Weekly reports by the U.S. Department of Energy’s (DOE) statistical arm, the Energy Information Agency (EIA), and the American Petroleum Institute (API) released on November 1st and October 31st, respectively, indicated further drops in U.S. crude oil and gasoline stocks and a modest build in heating oil inventories.
The API report found a 749,000-barrel draw in crude inventories to 281.7 million barrels and drop in gasoline stocks of 4.9 million barrels, or 2.5 percent.
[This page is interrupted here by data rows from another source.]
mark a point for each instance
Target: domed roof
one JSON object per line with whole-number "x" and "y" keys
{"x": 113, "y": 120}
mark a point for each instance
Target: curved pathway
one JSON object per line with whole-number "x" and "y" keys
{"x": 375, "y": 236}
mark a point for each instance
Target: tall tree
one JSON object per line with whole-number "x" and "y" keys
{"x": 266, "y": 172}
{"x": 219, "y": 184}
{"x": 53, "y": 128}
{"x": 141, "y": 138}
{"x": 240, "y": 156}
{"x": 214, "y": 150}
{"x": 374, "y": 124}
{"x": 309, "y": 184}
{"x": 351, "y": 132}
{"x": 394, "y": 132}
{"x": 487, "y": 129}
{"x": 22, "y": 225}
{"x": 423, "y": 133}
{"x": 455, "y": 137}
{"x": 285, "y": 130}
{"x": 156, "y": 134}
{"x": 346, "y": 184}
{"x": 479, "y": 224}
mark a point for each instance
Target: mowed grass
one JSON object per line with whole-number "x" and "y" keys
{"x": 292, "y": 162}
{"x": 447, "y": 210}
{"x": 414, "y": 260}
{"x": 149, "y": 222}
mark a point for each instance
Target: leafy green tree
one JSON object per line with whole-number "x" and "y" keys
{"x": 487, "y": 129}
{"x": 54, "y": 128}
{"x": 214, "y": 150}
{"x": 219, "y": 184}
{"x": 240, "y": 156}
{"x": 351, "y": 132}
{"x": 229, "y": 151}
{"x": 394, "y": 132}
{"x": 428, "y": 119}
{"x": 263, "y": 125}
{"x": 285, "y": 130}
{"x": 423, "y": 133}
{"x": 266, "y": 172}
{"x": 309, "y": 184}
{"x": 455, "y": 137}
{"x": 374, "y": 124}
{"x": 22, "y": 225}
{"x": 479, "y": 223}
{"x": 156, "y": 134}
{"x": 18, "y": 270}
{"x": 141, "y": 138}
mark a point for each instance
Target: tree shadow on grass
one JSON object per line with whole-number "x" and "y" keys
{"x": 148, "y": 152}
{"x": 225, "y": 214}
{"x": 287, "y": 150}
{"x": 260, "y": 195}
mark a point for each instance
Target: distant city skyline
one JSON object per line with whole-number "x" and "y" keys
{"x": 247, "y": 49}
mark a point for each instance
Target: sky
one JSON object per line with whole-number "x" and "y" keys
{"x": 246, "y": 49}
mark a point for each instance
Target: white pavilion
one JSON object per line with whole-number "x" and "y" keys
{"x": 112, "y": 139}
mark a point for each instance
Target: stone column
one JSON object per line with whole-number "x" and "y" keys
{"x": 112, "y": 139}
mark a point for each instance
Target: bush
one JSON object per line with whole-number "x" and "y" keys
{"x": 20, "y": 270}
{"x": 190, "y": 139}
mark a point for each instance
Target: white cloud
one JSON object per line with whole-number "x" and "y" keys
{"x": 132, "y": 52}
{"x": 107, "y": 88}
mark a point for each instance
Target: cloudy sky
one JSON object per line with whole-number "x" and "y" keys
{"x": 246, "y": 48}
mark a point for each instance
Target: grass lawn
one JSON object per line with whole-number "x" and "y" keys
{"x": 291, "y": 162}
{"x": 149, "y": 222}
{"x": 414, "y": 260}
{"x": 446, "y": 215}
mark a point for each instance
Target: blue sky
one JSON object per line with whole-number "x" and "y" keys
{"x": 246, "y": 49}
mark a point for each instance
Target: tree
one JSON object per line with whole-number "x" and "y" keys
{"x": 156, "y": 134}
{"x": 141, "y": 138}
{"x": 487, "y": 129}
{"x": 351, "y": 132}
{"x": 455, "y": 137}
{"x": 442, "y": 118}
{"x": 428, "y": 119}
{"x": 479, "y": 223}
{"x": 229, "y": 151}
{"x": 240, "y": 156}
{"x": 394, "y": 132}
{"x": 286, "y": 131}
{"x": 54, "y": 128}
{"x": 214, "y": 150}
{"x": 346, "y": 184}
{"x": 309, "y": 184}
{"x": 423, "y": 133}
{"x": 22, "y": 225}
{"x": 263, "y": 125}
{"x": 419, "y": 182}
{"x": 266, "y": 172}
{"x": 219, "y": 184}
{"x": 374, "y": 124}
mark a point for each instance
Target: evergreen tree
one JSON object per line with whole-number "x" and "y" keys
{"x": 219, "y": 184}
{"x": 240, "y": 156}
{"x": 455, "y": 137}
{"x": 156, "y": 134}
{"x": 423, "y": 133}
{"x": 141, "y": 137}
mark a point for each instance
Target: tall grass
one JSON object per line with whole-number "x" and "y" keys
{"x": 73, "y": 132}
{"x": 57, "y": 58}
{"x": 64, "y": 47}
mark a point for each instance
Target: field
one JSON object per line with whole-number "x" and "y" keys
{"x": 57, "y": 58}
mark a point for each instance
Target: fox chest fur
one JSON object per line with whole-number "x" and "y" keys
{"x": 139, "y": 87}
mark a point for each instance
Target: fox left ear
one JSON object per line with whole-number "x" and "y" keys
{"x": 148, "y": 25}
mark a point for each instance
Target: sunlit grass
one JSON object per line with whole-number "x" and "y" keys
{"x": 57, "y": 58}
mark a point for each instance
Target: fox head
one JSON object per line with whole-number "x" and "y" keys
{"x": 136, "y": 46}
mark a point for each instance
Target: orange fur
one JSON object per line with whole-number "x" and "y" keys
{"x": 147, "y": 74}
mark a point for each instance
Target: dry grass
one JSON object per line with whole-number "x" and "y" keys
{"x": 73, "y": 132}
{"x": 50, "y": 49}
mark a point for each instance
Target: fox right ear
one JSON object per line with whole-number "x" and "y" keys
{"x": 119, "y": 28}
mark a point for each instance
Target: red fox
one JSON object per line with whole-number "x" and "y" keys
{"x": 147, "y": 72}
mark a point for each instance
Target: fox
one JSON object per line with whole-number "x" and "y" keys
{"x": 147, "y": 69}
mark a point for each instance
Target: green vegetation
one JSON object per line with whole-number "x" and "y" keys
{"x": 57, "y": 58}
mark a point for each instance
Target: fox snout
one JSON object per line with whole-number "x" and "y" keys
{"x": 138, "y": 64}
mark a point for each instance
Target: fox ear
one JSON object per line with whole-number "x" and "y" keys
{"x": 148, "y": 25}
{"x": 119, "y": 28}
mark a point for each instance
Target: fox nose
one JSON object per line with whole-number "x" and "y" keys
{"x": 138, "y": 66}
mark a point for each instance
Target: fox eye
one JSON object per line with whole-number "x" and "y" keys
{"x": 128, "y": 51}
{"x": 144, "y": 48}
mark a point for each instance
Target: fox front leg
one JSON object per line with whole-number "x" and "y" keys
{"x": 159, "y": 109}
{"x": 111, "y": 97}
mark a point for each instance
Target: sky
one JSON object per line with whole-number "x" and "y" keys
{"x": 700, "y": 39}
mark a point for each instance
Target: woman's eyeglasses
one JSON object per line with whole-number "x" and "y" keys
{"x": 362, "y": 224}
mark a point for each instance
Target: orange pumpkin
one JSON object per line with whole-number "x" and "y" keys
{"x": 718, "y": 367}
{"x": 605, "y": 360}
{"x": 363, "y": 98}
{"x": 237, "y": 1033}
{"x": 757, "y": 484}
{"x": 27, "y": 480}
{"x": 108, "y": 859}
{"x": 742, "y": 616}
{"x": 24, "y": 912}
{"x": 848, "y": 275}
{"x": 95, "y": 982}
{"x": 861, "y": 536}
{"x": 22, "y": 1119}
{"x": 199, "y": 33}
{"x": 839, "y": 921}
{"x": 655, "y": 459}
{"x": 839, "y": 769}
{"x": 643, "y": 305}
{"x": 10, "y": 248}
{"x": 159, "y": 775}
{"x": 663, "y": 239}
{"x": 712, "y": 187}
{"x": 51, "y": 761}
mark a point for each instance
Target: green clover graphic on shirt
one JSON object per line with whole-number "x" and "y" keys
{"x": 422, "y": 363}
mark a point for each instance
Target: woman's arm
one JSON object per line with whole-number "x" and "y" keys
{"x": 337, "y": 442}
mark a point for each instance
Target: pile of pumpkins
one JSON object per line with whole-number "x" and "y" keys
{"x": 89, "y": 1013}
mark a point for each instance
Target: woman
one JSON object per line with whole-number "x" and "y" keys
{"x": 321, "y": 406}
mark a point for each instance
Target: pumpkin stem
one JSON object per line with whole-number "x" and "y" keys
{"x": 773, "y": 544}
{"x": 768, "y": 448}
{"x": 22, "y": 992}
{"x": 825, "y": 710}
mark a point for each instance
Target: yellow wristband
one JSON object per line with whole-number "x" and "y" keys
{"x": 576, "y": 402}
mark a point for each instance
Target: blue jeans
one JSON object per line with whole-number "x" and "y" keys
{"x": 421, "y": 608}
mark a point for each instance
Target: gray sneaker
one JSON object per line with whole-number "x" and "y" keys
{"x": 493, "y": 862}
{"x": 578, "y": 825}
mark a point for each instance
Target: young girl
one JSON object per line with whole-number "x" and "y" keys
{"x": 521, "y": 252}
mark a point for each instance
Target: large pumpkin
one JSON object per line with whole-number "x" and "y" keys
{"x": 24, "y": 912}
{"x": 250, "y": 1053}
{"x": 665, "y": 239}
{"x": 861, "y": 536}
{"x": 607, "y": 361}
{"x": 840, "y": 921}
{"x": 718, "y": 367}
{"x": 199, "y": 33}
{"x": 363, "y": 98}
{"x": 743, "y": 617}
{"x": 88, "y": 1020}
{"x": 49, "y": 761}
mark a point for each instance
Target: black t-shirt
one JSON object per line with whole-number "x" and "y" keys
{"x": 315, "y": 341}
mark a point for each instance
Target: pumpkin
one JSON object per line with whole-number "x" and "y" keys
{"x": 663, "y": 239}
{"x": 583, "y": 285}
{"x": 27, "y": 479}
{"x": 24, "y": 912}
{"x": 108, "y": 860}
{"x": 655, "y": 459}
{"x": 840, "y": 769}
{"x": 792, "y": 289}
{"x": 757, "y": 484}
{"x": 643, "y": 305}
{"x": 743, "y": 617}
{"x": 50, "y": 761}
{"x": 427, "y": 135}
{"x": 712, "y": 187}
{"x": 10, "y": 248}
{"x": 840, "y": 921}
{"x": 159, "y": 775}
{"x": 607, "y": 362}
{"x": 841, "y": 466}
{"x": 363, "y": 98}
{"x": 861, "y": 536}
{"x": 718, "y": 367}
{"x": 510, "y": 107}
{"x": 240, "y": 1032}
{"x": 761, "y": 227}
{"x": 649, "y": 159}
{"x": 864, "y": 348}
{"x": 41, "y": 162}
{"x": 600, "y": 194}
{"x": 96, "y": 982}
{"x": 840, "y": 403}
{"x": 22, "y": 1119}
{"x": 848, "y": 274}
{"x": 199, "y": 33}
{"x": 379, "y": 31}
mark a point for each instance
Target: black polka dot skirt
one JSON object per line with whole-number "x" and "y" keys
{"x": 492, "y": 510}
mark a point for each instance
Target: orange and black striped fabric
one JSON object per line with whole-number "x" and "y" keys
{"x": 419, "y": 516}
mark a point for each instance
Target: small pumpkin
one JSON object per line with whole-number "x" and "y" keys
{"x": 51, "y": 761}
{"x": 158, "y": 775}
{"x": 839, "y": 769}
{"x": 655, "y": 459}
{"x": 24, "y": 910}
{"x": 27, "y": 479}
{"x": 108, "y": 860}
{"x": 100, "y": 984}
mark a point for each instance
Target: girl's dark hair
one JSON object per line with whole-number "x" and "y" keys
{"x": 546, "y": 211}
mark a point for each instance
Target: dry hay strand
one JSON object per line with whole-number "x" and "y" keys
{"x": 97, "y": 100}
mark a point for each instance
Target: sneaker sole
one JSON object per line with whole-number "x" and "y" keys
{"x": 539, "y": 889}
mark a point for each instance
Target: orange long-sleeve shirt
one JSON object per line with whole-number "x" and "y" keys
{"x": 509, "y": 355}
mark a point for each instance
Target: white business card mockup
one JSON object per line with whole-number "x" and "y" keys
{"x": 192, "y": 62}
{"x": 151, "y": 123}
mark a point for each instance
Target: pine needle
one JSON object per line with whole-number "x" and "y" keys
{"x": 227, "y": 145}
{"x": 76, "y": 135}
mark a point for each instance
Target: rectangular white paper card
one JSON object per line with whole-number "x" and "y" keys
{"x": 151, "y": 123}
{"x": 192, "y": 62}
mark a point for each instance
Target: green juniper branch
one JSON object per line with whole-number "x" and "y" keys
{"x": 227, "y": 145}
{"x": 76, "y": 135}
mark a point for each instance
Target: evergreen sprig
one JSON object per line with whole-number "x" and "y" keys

API figures also showed a 1.7 million-barrel build in distillate inventories, including heating oil.
The EIA reported a drop in crude inventories of 1.5 million barrels to 284.1 million barrels, down 19.9 million barrels from the same period in 1999. Gasoline stocks were seen down 4.1 million barrels to 188.1 million barrels, compared to 204.6 million barrels in 1999. The EIA reported distillate inventories increasing by 1.4 million barrels to 113.6 million barrels, down 26.1 million barrels from 1999.
Heating oil stocks climbed 1.2 million barrels to 47.2 million barrels, down 22.5 million barrels from the previous year. The EIA saw refinery utilization at 94.7 percent, up from 93.6 percent the previous week.
Reports of a further decline in crude inventories followed on the heels of OPEC’s latest production hike of 500,000 b/d, its fourth increase of the year, announced on October 30th.
Despite suggestions from analysts and insiders that only a fraction of the increased production would reach markets, U.S. Energy Secretary Bill Richardson said of the increase on October 31st that: “We think it will help stabilize the market. We believe we have averted a problem. We are satisfied.”
However, oil markets have appeared unimpressed by the latest OPEC hike and responded to the EIA and API numbers by pushing crude prices up about 60 cents a barrel by mid-day on November 1st.